The Academic Staff Union of Universities, ASUU, yesterday came to the
conclusion that the government was not ready to end the 8-week-old
strike, after both parties failed to reach an agreement in ten meetings,
lamenting that government displayed dishonesty and lack of integrity
during negotiations. ASUU’s President, Dr. Isa Faggae, who spoke at a briefing in Lagos
claimed that government had declared it would not implement the agreed
injection of funds to revitalise the public universities, but was only
making a dubious statement of supporting some universities with N100
billion. “Government had also declared that it will not pay university
academics their earned allowances which accumulated from 2009 to 2013.

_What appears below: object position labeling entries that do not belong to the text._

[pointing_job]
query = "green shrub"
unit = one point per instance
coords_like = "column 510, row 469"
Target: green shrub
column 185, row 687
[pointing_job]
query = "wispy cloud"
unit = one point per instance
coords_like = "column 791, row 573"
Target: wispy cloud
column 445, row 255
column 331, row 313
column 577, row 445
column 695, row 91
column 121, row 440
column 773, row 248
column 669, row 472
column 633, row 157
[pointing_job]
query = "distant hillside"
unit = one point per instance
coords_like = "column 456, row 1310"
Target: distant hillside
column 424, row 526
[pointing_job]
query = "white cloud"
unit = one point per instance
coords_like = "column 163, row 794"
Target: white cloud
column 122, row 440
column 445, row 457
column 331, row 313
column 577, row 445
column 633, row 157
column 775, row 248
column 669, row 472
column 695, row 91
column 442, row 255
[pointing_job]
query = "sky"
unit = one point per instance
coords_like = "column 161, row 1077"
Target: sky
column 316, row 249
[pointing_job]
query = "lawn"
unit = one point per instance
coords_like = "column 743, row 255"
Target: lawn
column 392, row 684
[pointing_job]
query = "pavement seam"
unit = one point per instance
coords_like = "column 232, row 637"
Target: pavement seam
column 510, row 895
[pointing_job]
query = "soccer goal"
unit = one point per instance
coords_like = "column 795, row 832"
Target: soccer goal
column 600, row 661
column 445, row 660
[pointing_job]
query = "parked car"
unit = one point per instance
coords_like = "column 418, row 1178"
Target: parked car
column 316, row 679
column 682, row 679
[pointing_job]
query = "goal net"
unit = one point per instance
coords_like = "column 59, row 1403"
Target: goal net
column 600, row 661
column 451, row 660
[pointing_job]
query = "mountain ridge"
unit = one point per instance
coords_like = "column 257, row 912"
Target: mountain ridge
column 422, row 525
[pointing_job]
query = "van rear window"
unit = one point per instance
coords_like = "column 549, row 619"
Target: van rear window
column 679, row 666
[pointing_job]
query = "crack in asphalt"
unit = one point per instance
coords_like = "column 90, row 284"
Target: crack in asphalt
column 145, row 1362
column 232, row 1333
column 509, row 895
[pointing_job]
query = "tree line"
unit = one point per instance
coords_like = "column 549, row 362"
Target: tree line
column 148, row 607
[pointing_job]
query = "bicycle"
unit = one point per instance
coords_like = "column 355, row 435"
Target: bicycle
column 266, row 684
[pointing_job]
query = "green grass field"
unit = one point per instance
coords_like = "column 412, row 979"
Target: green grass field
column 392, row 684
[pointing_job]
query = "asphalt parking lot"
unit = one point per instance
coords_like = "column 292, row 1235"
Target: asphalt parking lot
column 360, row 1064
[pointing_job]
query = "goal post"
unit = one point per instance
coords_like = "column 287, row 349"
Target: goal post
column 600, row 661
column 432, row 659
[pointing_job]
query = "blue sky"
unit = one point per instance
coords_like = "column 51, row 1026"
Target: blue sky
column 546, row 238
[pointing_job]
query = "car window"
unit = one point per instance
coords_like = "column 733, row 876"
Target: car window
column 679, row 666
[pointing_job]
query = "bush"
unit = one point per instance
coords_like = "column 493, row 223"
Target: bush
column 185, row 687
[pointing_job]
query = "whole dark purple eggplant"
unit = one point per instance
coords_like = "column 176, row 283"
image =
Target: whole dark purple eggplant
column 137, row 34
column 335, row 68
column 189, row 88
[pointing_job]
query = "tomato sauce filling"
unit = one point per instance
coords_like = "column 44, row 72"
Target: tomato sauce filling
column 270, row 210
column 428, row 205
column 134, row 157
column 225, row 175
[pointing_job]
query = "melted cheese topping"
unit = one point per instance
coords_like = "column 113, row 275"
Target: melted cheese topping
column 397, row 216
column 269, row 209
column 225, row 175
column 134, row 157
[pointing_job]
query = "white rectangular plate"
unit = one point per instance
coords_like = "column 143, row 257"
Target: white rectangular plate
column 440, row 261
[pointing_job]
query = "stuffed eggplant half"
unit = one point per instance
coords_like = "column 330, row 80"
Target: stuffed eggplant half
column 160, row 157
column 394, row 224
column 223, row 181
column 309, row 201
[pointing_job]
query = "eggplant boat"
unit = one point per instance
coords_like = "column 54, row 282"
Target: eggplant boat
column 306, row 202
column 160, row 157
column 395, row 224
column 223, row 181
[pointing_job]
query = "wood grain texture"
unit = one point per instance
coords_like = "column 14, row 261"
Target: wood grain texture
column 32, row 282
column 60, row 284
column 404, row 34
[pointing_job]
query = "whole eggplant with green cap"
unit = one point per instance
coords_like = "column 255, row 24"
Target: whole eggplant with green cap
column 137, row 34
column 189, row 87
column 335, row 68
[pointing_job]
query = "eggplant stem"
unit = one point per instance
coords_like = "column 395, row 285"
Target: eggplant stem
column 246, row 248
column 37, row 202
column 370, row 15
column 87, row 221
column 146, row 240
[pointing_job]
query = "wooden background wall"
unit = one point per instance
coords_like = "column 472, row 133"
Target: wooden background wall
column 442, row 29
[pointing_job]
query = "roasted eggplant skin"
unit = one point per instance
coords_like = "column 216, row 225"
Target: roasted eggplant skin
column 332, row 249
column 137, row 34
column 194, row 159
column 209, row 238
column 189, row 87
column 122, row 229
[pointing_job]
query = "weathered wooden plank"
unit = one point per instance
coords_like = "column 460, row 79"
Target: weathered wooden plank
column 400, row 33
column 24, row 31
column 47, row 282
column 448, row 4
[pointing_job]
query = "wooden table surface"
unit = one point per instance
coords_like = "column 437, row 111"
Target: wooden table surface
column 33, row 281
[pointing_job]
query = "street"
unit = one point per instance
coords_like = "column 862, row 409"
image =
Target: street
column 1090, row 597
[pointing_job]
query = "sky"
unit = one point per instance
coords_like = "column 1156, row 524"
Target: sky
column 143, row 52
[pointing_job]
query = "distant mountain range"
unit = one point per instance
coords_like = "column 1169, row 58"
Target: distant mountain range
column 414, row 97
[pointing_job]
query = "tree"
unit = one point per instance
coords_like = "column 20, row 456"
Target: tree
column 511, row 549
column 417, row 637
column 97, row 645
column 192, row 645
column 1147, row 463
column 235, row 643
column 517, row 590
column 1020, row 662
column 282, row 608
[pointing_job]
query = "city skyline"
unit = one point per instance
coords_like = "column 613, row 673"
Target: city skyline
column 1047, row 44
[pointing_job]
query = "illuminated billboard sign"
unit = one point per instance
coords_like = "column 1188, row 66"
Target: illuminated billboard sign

Rather, it is talking about providing N30 billion to assist various
Governing Councils of Federal Universities to defray the arrears of N92
billion owed to all categories of staff in the university system.” Speaking on how the last meeting with the Government held on Monday
went, Faggae said ASUU was “shocked by the level of deceit, dishonesty,
and lack of integrity displayed by the Government. Never in the history
of ASUU-Government relations have we, as a union, ever experienced the
kind of volte-face exhibited by Government. At one stage in the
interaction, the Secretary to the Government of the Federation ridiculed
the agreement, the MoU and the Needs Assessment Report, mocking the
Minister of Education to “go and give them N400 billion,” at which
members of the government scornfully laughed.” He argued that the Governor Gabriel Suswam-led Implementation
Committee was being used as smokescreen to “deceive ASUU, Nigerian
students and their parents, as well as other unsuspecting members of the
public on the purportedly released N100 billion for the implementation
of the Needs Assessment Report. First, he said, “government plans to divert the regular yearly
allocations to universities by Tertiary Education Trust, TETFund, to
make at least 70% of the N100 billion. This is unacceptable to ASUU. It
is like robbing Peter to pay Paul, since the idea of revitalization took
full cognizance of the intervention role TETFund ab-initio. “Again, contrary to subsisting operational procedures, about 75% of
the money meant for revitalizing universities would not be released to
them as the Suswam Committee plans to hand over construction of the
hostel projects to the Federal Ministry of Education and/or the National
Universities Commission, for implementation. This is illegal; neither
the ministry nor NUC is backed by laws of Nigerian Public Universities
to divert monies meant for the development of these institutions into
centrally executed projects.” Faggae also questioned the committee’s motives for proposing to
commit N1.6 million to a bed space, instead of N200, 000 to N400, 000,
saying, “We see a continuation of outrageous contract regimes in the
plan to centrally coordinate the construction of student hostels as done
in the case of the 12 newly established Federal Universities with
TETFund resources. The NUC has transmuted itself into a “Tenders’ board”
which awarded contracts for the construction of 560 bed spaces hostel
for each university at a whooping sum of 1.2 bn. This contract sum
translates into N2.143 million per bed space.”